Der kulturelle Abstand zwischen westlichen Sammlern und ihren Asiatica hat aber für deren Erwerb Folgen. Asiatica als Kapitalanlage zu kaufen, in der Hoffnung, deren Ursprungsländer würden sie irgendwann einmal teuer zurückkaufen, verspricht kaum Erfolg.

Ein grosser Teil derartiger Objekte ist dort in grösserer Auswahl vorhanden, und die asiatischen Händler haben in den letzten 25 Jahren auch nicht geschlafen. Abzuraten ist ferner vom vermeintlichen Trouvaillenkauf auf Flohmärkten oder bei Trödlern, ausser, man kennt sich im betreffenden Gebiet aus.

Dazu kommt, dass archäologische, aber auch spätere Asiatica ein rechtlich sensibles Handelsgut bilden. Manche Herkunftsländer kennen inzwischen Ausfuhrkontrollen und Ausfuhrverbote für Kunstgegenstände von nationalem oder wissenschaftlichem Interesse.

China hat sogar schon 1998 die «Unidroit-Konvention über gestohlene oder illegal exportierte Kulturobjekte» in Kraft gesetzt, die ein noch deutlich schärferes Instrument zur staatlichen Rückforderung illegal exportierten Kulturguts darstellt als die Unesco-Konvention von 1970, die dem seit 2005 in Kraft stehenden schweizerischen Kulturgütertransfergesetz KGTG zugrunde liegt.

Asiatica sollte man daher nur in ausgewiesenen Asiatica-Galerien, auf anerkannten Asiatica-Auktionen oder auf grossen internationalen Messen wie der Maastrichter Tefaf kaufen.

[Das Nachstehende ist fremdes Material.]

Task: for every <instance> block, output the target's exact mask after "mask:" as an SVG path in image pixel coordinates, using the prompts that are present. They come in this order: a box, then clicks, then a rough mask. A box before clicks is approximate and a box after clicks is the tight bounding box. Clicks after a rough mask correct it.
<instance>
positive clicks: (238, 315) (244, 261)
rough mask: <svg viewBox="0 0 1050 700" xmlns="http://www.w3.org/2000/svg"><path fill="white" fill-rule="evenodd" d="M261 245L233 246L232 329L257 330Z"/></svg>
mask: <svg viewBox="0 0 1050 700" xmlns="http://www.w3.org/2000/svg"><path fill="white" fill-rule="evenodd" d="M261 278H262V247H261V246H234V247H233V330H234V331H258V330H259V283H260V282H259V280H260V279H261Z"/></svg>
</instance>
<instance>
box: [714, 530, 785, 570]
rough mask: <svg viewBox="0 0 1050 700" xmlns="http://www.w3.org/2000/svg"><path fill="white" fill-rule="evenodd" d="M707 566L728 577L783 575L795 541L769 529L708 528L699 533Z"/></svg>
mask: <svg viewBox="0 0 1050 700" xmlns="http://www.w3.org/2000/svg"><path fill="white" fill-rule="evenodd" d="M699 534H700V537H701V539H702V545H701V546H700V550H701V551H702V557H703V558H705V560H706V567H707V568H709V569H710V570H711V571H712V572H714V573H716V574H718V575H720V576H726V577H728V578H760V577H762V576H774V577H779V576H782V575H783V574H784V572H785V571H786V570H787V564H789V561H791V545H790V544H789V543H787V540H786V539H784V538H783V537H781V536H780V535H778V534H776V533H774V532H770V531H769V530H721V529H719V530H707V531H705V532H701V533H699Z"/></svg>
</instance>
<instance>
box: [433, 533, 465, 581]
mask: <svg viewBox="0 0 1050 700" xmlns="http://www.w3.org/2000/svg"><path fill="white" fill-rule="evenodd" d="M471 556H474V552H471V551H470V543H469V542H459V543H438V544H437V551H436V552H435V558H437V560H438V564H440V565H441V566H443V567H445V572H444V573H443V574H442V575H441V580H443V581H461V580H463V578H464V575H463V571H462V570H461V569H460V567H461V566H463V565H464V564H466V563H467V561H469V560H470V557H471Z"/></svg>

Dort erhält man alle gesetzlich vorgeschriebenen Herkunftsnachweise, Einfuhrgenehmigungen, Diebstahlregisterauszüge usw., die belegen, dass man als Käufer seine Sorgfaltspflichten erfüllt hat.

Wer dies nicht tut, riskiert im – seltenen – Extremfall einen entschädigungslosen Totalverlust seiner Erwerbung. Fast so ärgerlich und einiges wahrscheinlicher ist jedoch, dass er es dadurch sich selbst und seinen Kindern schwer bis unmöglich macht, diese Kunstgegenstände dereinst ordentlich zu verkaufen.